Magento sites highly vulnerable to cyberattacks

• Foregenix, a Johannesburg-based global cybersecurity firm, performed security scans and analysis on 842 African websites that use Magento and revealed that 88% websites are at high risk.
• The root cause of vulnerabilities in Magento e-commerce websites is user error, reported Jon Tullett, Research Manager at IDC.

Magento, the popular open source e-commerce platform, is highly vulnerable to cyberattacks, researchers found. Since the first public beta version was released in 2007, Magento has been developed and customized in order to provide a basic e-commerce platform.

Foregenix, a Johannesburg-based global cybersecurity firm, performed security scans and analysis on 842 African websites that use Magento and revealed that 88% websites are at high risk. The root cause of vulnerabilities in Magento e-commerce websites is user error, reported Jon Tullett, Research Manager at IDC.

How many sites are vulnerable?

• Researchers analyzed over 170,000 websites and discovered that 2,548 websites (1.5 percent) were infected with malware. Out of these 2,548 infected sites, 1591 sites were compromised by debit/credit card stealing malware.
• Another 2.3 percent of all sites were found vulnerable to Magento Shoplift, for which patches were made available in January 2015. This vulnerability allows hackers to hijack websites, steal sensitive information, and even order items free of charge via a single exploit command, which is publicly available.
• In 2015, it was reported that outdated or unpatched Magento e-commerce sites were vulnerable to a cross-site scripting attack, which allows hackers to perform online skimming to steal credit card information.
• DefenseCode, a security company, reported in 2017 that Magento CE web stores were vulnerable to remote code execution attacks, which allowed hackers to perform online skimming to steal credit card information and take control of the database.
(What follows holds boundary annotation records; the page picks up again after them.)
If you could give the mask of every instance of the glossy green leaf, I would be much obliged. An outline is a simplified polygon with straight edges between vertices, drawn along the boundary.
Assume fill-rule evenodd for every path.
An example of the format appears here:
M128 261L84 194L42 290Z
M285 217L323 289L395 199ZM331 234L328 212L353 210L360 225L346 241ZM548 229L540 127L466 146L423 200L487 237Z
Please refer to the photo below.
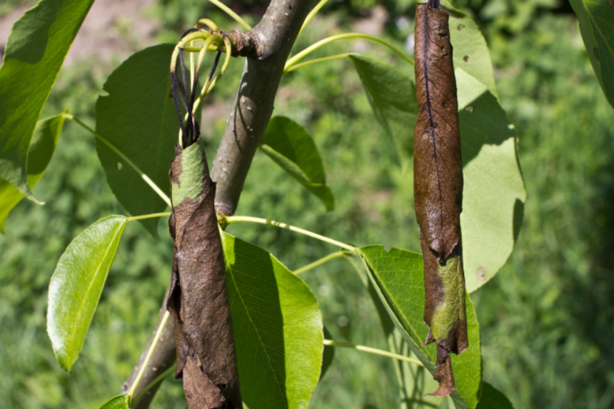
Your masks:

Foregenix CEO Andrew Henwood said that the issues highlighted pose a great global problem. Such vulnerabilities put small traders at risk, he added. Henwood pointed out that online businesses often assume that web developers and hosting service providers take care of security. He added that web developing and designing agencies are great at developing websites but they are not well versed when it comes to security.

Simple precautions such as periodic patching, changing default settings, using complex passwords with two-factor authentication can help companies reduce the risk of cyberattacks.

The root cause of Magneto flaws

Jon Tullett, Research Manager for IT services at IDC, said that user error is the root cause of vulnerabilities in Magento e-commerce sites. Magento releases regular software updates and patches in response to vulnerabilities, which if not used periodically, can leave the websites highly vulnerable to data breaches. Therefore, site operators must take the responsibility to patch the software periodically and keep systems up-to-date.

Graham Cook, Director of BDO IT Advisory Services, said that a new Magneto malware was recently discovered that is capable of making system modifications to harvest payment card details and other sensitive information from users as well as the website.

Cook pointed out that this is not because of the vulnerabilities in Magneto itself, but as a result of users installing compromised extensions to the Magento framework. The malware is deployed via a malicious file containing compromised extensions. The file is then used by attackers to make modifications to the Magento framework, resulting in a breach.

Cook added that the malware has the capability to automatically alert hackers when new files are created, allowing them to steal more payment card details from the targeted compromised site.